When the Bajpe airport at Mangalore was built in 1951, it was designed to handle small aircraft like the Dakota that carried 21-28 people. By the 1980s, larger aircraft entered operation and Avros with over 40 seats started landing at the table-top airport. Over the decades, the airport was upgraded to handle even larger aircraft.
Instead of building a modern, greenfield airport with infrastructure large enough to handle bigger aircraft like the Boeing B737-800 or Airbus A320 without constraints, the government maintained its focus on upgradation of Bajpe.
This is not to blame the Mangalore airport, especially since it has been certified as safe by the directorate general of civil aviation. Of course, the blame can be fixed only after the probe into the tragic crash is complete.
The larger point, however, is that a big, modern airport with longer runways and allied facilities could enable pilots to handle a Mangalore-like situation better. Upgrading a facility that is nearly six decades old is not the same as building a new one. Considering the growing traffic in the area, especially the large number of international passengers, ideal planning should have led to a large airport near Mangalore that could cater to traffic from nearby regions of Karnataka, Kerala and Goa.
That could have allowed airlines to operate smaller aircraft at Bajpe while larger ones could have land at a regional hub that, in turn, connected to neighbouring airports like Hasan and Kozhikode. In the process, the tragedy at Mangalore could have been averted. Questions about safety of the airport would not have arisen if it was not a table-top airport and had a longer runway.
It’s not that warning signals were not there.

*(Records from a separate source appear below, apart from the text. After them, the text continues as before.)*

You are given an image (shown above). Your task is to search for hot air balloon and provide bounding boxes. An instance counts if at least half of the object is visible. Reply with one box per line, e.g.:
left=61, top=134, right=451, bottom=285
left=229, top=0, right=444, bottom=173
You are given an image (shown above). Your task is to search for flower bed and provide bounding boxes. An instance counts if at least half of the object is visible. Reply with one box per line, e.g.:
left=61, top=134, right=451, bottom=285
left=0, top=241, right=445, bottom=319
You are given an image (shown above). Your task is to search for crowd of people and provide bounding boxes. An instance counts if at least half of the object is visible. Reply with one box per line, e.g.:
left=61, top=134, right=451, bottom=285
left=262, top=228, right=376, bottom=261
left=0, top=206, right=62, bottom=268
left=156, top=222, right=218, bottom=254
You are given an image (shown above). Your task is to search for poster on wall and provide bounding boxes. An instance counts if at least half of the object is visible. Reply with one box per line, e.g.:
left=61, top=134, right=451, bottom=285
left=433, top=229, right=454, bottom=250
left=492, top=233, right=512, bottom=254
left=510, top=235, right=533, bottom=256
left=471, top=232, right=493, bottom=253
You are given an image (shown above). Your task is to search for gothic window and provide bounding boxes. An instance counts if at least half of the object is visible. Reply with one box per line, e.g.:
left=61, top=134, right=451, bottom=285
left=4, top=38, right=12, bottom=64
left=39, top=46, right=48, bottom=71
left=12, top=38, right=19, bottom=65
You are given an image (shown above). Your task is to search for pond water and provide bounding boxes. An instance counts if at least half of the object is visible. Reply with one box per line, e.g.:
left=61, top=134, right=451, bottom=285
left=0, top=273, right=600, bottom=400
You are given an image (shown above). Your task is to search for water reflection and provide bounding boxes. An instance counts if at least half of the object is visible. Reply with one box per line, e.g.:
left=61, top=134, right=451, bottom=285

On August 19, 1981, an Avro aircraft operated by Indian Airlines overshot the Bajpe runway as well as the safety area, and was about to slip into the adjoining valley. The aircraft was virtually hanging at the edge of the cliff and it was a miracle that the passengers were saved. The Avro caught fire and its landing gear broke. The aircraft had to be written off.
This disaster did not serve as a wake-up call and the government persisted with upgradation of the Mangalore airport. Then, a public interest litigation by Bangalore-based NGO Environment Support Group questioned the safety of the Bajpe airport and the authorities kept insisting that all was well.
Finally, even civil aviation minister Praful Patel had spoken about the need to extend the Mangalore airport’s runway for getting it an international airport status. The reason could be different, but his emphasis was clearly on extension of the runway.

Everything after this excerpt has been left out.